Friday 19 December 2014

Q&A on the GAA deal with Sky

Published 02/04/2014 | 02:30

How much is the deal worth to the GAA?

The GAA took in €30m in media rights over the previous three years and it is understood that the entire package this time is worth between €1.5m to €2m more. GAA officials are adamant that the balance sheet next year will show only a "marginal" increase.

Is it a good deal for the GAA?

The increase in competition will raise standards all round. RTE have improved their coverage dramatically since TV3's arrival and more improvement is likely to follow over the next three years. If Sky can make darts look more attractive anything is possible!

Is it a good deal for Sky Sports?

That remains to be seen. Sky has a proportionately high number of subscribers in Ireland and this deal should help them to at least hold on to those who allow their subscription to lapse in the summer when the Premier League coverage ends. But is 14 exclusive games really enough to clinch deals with new customers?
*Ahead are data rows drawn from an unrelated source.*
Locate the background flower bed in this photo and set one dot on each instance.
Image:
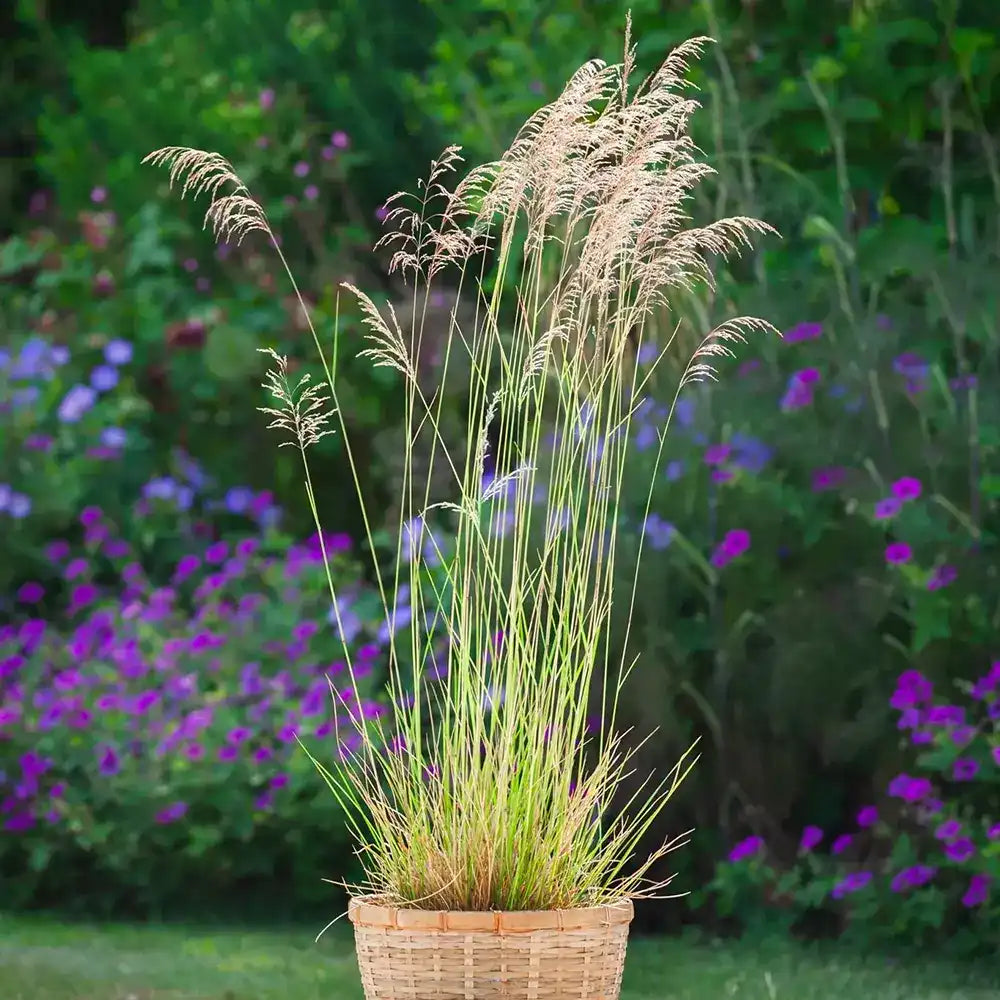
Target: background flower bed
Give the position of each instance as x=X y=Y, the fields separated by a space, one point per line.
x=828 y=519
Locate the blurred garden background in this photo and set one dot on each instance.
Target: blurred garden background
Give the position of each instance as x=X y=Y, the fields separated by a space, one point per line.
x=821 y=606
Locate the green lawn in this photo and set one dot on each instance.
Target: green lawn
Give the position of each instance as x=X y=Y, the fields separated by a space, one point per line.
x=41 y=959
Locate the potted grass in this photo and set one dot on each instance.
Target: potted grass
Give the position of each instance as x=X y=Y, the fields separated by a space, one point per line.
x=493 y=867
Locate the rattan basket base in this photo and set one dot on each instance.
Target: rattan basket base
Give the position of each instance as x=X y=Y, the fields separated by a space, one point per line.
x=448 y=955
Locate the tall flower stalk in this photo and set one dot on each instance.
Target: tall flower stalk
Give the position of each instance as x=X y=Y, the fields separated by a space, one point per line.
x=493 y=790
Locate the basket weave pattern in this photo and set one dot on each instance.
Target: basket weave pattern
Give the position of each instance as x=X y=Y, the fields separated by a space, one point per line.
x=450 y=955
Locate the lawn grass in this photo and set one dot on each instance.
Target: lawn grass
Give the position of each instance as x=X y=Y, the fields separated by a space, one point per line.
x=44 y=959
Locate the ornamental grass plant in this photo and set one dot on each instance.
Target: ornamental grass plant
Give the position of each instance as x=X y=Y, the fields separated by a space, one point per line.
x=489 y=787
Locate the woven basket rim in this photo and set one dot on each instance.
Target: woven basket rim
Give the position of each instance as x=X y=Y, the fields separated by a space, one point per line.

Could Sky Sports corner the market in the future?

It's most unlikely. While they may eat further into RTE's control of the schedule the future will probably see a return to something like the 50 games covered under the 2008 agreement that saw TV3 come on board as rights holders for the first time. All-Ireland finals must be shown free to air in accordance with legislation while GAA director general Paraic Duffy stressed that handing over everything else to Sky in the future "won't happen".

Are TV licence holders not entitled to see all televised games?

No. It is not the tradition everyone assumes it is. It must be remembered that 20 years ago only six games were shown live on RTE, All-Ireland semi finals and finals in hurling and football. It's only 10 years since league games were shown live with Setanta's entry into the market. The 'free to air' viewer is still only losing nine games from last year.

What will GAA players make of it all?

By their reaction most are looking forward, though ironically two professional AFL players, Tadgh Kennelly and Tommy Walsh, have both raised questions about it. However, the chairman of the Gaelic Players Association Donal Og Cusack stated last night that he welcomed anything that gave greater exposure to the games.